Anne est quant à elle rattachée à une équipe de recherche, en région parisienne, spécialisée en biologie des systèmes travaillant sur des approches déterministes. Cette équipe est principalement composée de mathématiciens. Anne est en détachement au sein d’une équipe de recherche toulousaine depuis plusieurs mois, qui est composée d’informaticiens, de bioinformaticiens et de statisticiens travaillant sur des méthodes statistiques en lien avec l’Intelligence Artificielle.

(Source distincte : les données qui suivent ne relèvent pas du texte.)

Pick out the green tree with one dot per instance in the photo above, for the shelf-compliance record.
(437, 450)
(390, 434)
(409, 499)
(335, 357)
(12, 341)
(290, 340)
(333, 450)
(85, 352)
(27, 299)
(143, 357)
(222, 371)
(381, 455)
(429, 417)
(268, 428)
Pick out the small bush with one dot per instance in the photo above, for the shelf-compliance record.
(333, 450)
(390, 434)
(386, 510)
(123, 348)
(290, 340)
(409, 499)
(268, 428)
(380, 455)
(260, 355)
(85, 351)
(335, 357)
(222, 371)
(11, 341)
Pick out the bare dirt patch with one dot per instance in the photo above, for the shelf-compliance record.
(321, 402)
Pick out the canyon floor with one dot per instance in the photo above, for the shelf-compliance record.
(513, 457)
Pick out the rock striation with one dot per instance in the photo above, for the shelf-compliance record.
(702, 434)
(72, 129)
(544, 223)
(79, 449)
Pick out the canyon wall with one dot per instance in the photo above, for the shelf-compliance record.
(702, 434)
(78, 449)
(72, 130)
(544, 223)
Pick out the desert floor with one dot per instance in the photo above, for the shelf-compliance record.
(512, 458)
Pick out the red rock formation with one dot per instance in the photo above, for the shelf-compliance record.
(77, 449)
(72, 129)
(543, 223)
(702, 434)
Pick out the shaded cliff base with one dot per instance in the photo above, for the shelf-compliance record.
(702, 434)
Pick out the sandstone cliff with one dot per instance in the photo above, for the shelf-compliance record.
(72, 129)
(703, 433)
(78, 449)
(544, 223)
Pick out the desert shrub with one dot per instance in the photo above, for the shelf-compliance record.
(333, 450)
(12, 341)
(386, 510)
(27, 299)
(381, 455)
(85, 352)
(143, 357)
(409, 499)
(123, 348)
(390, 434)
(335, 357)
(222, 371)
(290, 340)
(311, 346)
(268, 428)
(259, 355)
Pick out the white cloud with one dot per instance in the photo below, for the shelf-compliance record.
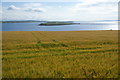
(29, 5)
(12, 7)
(35, 9)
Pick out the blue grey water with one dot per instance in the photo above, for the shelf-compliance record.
(33, 26)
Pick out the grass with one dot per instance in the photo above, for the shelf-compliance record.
(60, 54)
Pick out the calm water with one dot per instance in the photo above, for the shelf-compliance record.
(83, 26)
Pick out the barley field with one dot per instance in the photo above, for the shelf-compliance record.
(60, 54)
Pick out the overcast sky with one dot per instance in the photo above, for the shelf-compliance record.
(84, 10)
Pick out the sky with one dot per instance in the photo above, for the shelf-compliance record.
(83, 10)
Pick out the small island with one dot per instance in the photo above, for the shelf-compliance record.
(57, 23)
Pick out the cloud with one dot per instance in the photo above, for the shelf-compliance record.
(32, 5)
(12, 7)
(35, 10)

Quelle est la clé pour des échanges facilités ?
Au début de cette collaboration, les échanges n’étaient pas si évidents car chaque collaborateur utilisait un vocabulaire différent, propre à son domaine de compétences. Par exemple, le terme “modèle” n’a pas le même sens pour un modélisateur, un statisticien et un bioinformaticien. Selon Anne, qui a l’habitude de travailler à l’interface de diverses disciplines depuis plusieurs années, la clé est de clarifier le vocabulaire assez tôt lors des échanges. De plus, il lui semble essentiel de s’intéresser aux questions de l’autre discipline, de rendre intelligibles ses propres questions d'intérêt aux non-spécialistes (les questions de biologistes doivent être compréhensibles -et intéressantes- pour les matheux, et inversement), et par conséquent d’être prêt à investir du temps afin de bien comprendre les avantages et limites des approches de chacun. L’idée est d’être capable de faire progresser simultanément les questions des deux disciplines, et d’éviter qu’une discipline ne soit qu’au service de l’autre.
Leurs messages
Informez-vous bien sur les divers cursus en bioinformatique proposés par les différentes structures d’enseignement. Faites bien la différence entre un diplôme en biologie avec des notions abordées en bioinformatique et un diplôme complet en bioinformatique, les notions abordées ne seront pas autant approfondies dans les deux cas. Montrez également un intérêt pour le développement de méthodes et les nouveautés !
En effet, soyez curieux et restez ouverts. Soyez sensibles à d’autres disciplines que la vôtre. N’ayez pas peur des mathématiques ! Un peu de culture en mathématiques vous permettra de mieux appréhender certains challenges et de favoriser les échanges avec vos collaborateurs dans certains projets.